Perché siamo in quell’angolo di mondo, l’Iraq, in cui è ancora difficile cogliere la differenza fra laicità e ateismo. È facile, piuttosto, confondere le opinioni intellettuali con i diritti umani, e ci si definisce ‘atei’, allora, semplicemente per andare contro le autorità locali e i loro partiti ispirati all’islam politico. Lo scontro, ancora una volta, si inserisce in una cornice geopolitica che guarda con estrema preoccupazione il momento delle prossime elezioni: la sfida tra sunniti e sciiti per il governo vuol dire anche la scelta degli alleati.

E i cosiddetti ‘atei’, allora, sono un problema, perché escono dai margini preconfezionati dai partiti. L’accusa di ateismo quindi diventa utile al gioco di disegnare quelle linee che nessuno deve osare oltrepassare per non essere ritenuti contrari al sistema. E dunque nemici politici. La qual cosa non provoca alcun disagio nelle autorità che si sentono così agevolate nel principio di repressione connaturato all’islam: chiunque abbia una visione opposta e non intende cambiarla, specialmente se mette in discussione le pratiche, gli imam e la religione tutta, va represso.

E allora la repressione del “fenomeno dell’ateismo” si fa più urgente che mai alla vigilia di un momento politico. Ma non solo. Il magistrato al- Ekili dice che si tratta di una persecuzione in accordo con il codice penale iracheno. Ali Jaber al-Tamimi – avvocato e analista politico – ci ha tenuto a precisare che “non esistono articoli nel codice penale iracheno che prevedano la punizione diretta per ateismo, né esistono leggi speciali in grado di punire gli atei”. Ma esistono, quelli sì, “articoli che puniscono la profanazione delle religioni”. E se con la scusa del reato di profanazione dell’islam in Iraq, e in Medio Oriente, ci sono galera, torture e multe, in Europa c’è il sangue, effetto collaterale del terrorismo. È la carta che lo impone.

Con internet e i social network, poi, la fotografia del momento storico e della triste realtà è ancora più nitida. I social media stanano quanti osano essere in disaccordo con l’islam e nessuno è più al sicuro. Ahmad Wahid, noto cabarettista, nell’ultimo periodo vive dell’avversione dura e violenta dell’ateismo. Uno show costruito sul mettere in ridicolo l’ateismo, o presunto tale, è un comodo escamotage – che ci si creda o meno – per essere ben visti dal regime. Demonizzare chi è contro Allah è un trucco del mestiere, oltre che un obbligo morale e civile.
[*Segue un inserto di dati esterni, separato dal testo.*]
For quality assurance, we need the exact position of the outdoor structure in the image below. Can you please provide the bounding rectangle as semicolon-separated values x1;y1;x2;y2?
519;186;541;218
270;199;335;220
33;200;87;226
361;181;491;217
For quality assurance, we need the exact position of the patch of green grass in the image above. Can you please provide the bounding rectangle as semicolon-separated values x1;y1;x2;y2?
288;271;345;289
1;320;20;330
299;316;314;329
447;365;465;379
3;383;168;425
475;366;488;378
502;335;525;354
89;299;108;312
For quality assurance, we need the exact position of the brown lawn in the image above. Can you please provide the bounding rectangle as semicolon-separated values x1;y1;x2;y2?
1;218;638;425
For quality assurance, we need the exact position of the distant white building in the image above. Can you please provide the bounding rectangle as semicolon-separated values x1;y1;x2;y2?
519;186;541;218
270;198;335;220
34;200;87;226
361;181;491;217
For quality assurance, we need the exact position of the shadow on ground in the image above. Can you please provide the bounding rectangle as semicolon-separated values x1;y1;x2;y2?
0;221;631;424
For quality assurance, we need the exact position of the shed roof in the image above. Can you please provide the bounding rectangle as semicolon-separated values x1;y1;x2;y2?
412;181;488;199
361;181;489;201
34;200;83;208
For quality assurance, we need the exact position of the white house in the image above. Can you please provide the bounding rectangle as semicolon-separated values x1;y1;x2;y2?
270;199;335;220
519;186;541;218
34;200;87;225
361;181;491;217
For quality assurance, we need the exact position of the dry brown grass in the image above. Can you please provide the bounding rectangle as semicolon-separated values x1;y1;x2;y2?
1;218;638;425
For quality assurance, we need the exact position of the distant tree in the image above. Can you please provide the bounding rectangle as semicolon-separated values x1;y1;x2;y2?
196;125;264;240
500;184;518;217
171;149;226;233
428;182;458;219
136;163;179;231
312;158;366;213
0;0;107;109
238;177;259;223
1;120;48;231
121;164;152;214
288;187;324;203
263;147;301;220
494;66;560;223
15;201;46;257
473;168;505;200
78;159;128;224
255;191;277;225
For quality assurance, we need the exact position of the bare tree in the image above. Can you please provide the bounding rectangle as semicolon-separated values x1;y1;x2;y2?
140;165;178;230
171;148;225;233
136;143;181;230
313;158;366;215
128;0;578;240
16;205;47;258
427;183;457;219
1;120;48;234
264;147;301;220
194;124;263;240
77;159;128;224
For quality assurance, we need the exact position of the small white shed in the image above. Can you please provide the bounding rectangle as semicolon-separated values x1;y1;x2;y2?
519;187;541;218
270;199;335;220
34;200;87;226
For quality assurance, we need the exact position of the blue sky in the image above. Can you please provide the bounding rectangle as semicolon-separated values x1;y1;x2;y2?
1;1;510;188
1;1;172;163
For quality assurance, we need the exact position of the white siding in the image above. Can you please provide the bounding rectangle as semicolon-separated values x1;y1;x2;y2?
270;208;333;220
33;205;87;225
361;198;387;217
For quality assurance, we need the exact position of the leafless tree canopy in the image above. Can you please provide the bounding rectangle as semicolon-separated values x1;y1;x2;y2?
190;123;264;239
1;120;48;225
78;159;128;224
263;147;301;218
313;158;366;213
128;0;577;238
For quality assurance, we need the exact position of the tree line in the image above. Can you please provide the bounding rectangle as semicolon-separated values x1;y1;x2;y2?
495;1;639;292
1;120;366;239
Come lo è del resto la persecuzione ai cristiani. Rapimenti, uccisioni, calunnie e incitamento all’odio nelle moschee portano a ulteriori persecuzioni. Nel maggio 2017, Middle East Monitor ha registrato un’incidenza di incitamento all’odio da parte di uno dei più alti religiosi iracheni sciiti, che ha dichiarato pubblicamente che cristiani, ebrei e altre minoranze religiose devono “convertirsi all’Islam, pagare la tassa religiosa (jizya) o essere uccisi”. Il genocidio è lento, ma inesorabile. E riguarda tutti coloro che non intendono digerire l’islam.